This whole week as I prepare to write narratives, the first lines of William Blake's "Auguries of Innocence" have been on repeat in my head:
To see a World in a Grain of Sand
And a Heaven in a Wild Flower
Hold Infinity in the palm of your hand
And Eternity in an hour
I'll be honest - I wasn't sure why they were on repeat but it was better than the Bon Jovi song that had been there the week before so I embraced the change. But today, as I sat down to write, Blake's words revealed their relevance.
Writing narratives is a gift of time with each child. As I write, I hold them up, consider them, rotate them in my palm, if you will. Inevitably, moments of learning, small triumphs and little jokes - long forgotten in the bustle of the school day - bubble back to the surface. I often chuckle out loud or have a sudden revelation as the pieces fall into place. And, by the time I am finished, I know a child better than when I had started.

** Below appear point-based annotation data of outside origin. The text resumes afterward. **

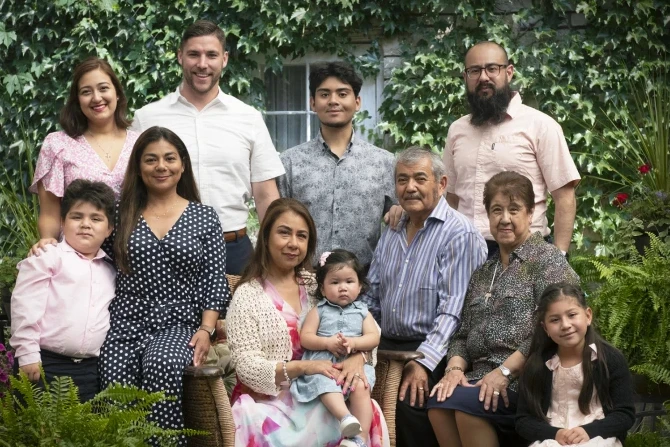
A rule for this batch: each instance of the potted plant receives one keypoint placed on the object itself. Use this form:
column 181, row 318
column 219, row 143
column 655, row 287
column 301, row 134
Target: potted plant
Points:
column 117, row 416
column 19, row 211
column 638, row 163
column 632, row 307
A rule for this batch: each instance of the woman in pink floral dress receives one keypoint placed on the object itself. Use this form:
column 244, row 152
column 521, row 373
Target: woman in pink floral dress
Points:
column 262, row 323
column 95, row 143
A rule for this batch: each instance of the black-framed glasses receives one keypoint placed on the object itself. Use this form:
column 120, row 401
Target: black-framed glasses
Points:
column 492, row 70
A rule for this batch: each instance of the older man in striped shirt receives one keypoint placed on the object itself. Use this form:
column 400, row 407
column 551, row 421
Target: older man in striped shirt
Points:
column 418, row 277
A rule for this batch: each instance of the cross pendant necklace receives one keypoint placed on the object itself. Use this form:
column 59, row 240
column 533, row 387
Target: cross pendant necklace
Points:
column 488, row 294
column 107, row 155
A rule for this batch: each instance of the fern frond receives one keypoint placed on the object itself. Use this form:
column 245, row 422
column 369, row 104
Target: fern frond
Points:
column 656, row 373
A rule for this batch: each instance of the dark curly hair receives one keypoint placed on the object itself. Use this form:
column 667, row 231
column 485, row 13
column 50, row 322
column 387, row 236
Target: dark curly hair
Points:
column 336, row 260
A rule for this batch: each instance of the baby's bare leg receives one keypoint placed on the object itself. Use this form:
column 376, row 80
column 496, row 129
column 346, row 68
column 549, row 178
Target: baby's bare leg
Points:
column 334, row 402
column 360, row 405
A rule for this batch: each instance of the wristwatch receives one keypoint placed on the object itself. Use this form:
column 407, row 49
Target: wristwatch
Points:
column 506, row 372
column 210, row 330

And that is where the value of narratives lie for a progressive educator. Not in the recording - although that is important, too, especially in the absence of traditional (superficial) measures like grades - but in the understanding. Through collecting these moments and writing about them, I come to see a child so much more clearly. The once disparate details coalesce into an understandable whole and patterns reveal themselves. When I am finished, I see new ways forward and have a new respect for the journey the child has been on already.

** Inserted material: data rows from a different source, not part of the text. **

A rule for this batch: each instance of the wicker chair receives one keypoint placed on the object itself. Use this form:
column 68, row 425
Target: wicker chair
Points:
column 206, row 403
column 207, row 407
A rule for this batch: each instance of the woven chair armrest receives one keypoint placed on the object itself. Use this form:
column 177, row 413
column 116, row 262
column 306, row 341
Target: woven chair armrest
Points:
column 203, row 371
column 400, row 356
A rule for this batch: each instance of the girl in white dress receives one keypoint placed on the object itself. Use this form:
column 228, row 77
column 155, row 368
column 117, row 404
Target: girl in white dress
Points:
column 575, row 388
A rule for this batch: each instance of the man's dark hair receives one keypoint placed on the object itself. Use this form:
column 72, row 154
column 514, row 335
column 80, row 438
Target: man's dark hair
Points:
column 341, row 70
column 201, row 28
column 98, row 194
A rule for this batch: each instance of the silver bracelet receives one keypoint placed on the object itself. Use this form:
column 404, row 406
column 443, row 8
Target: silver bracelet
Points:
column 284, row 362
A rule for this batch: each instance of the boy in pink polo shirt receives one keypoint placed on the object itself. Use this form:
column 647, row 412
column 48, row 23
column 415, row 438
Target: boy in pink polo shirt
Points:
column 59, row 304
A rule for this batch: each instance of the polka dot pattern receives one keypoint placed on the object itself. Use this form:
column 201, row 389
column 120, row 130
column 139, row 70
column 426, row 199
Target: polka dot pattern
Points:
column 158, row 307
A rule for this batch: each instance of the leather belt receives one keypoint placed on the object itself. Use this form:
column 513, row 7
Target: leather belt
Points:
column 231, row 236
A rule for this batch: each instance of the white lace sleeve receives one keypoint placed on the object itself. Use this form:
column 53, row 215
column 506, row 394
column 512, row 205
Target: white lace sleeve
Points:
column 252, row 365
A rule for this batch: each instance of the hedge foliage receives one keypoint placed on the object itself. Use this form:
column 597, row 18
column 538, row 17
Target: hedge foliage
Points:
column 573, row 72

We often talk about "formative assessment" at Prairie Creek. We use assessments to chart the next instruction for a child. Perhaps it's a reading assessment or a math "share what you can do so far" activity that tells us what the next week's work will be. But we rarely talk about narratives as formative assessments. In many places, they would be "summative assessments" - a wrap up and report of what a child has learned. But, for me at least, writing a narrative uncovers where a child is heading by looking at where they've been. I discover so much when writing them. It shapes the work to come and, in a progressive setting where we create authentic work for kids, knowing them so deeply is vital.
Is it a lot of work? Sure. But knowing students is the work of teaching. I emerge from narrative writing so connected with my students and so excited to launch into the months ahead. It truly is a labor of love.